Alison Premo Black, senior vice president and chief economist at the American Road & Transportation Builders Association (ARTBA) presented a webinar on what the construction industry has seen in the first half of 2018 and what to expect as the year rolls on.

According to the webinar, total transportation construction activity year-to-date is up 5 percent ($47.8 billion) from 2017 ($45.8 billion).

“After the five months of 2018 recorded, we’ve completed about 34 to 35 percent of all of the work we will see in a year,” said Black. “If the current trend continues, at year-end we should see $136.5 billion in activity ($134 billion in 2017). That would equate to a real growth of about 2 percent for total transportation construction activity in 2018.” 

In addition, growth for highway construction alone should be up 2 to 3 percent for the entire year. 

While bridge construction is down 8 percent in 2018 ($2.8 billion in 2017), airport construction is more than making up with more than a 64 percent growth in 2018. 

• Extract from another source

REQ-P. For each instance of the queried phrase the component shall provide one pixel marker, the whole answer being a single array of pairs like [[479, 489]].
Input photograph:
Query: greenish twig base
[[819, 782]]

With the lack of an infrastructure bill, states are starting to come up with their own funding measures. Currently, there are 215 transportation-related funding bills in 2018 in 39 different states. 

In 2017, voters approved $4.25 billion in transportation funding initiatives and while it is still very early in the November 2018 election process, there are already more than 100 measures in ballot initiatives for transportation funding in the works. 

The two-year budget agreement passed earlier this year agreed to increase infrastructure spending by $5.2 billion for “infrastructure” each year for two years. Under the FY18 Omnibus Appropriations Bill, total federal infrastructure spending is up $7 billion in the asphalt pavement market, a 15 percen tincrease.

But 2020 is just around the corner. ARTBA Executive Vice President of Advocacy David Baurer warned that if we do not find anything to take place of two-year budget agreement, the Highway Trust Fund (HTF) crisis will return. 

To maintain the current highway spending levels beyond 2020, Congress will have to find an additional $93 billion to write a five-year bill and $115 billion for a six-year surface transportation bill.

Representative Bill Shuster, who is also chairman of the Transportation & Infrastructure Committee, released an infrastructure plan that would generate $284 billion over a 10-year period.

To do this, he proposed a 15-cent gas tax increase, an electric vehicle battery tax, a 4.3-cent tax on commuter trains, a bicycle tire tax and a vehicle miles traveled pilot program.  

“The Shuster proposal supports growth and gets the Highway Trust Fund out of an immediate insolvency crisis,” Bauer said. “He realizes that raising the gas tax is not a sustainable solution, but it’s a state. The goal would be to find a long-term solution to the Highway Trust Fund and once we figure out funding, that can happen very quickly.”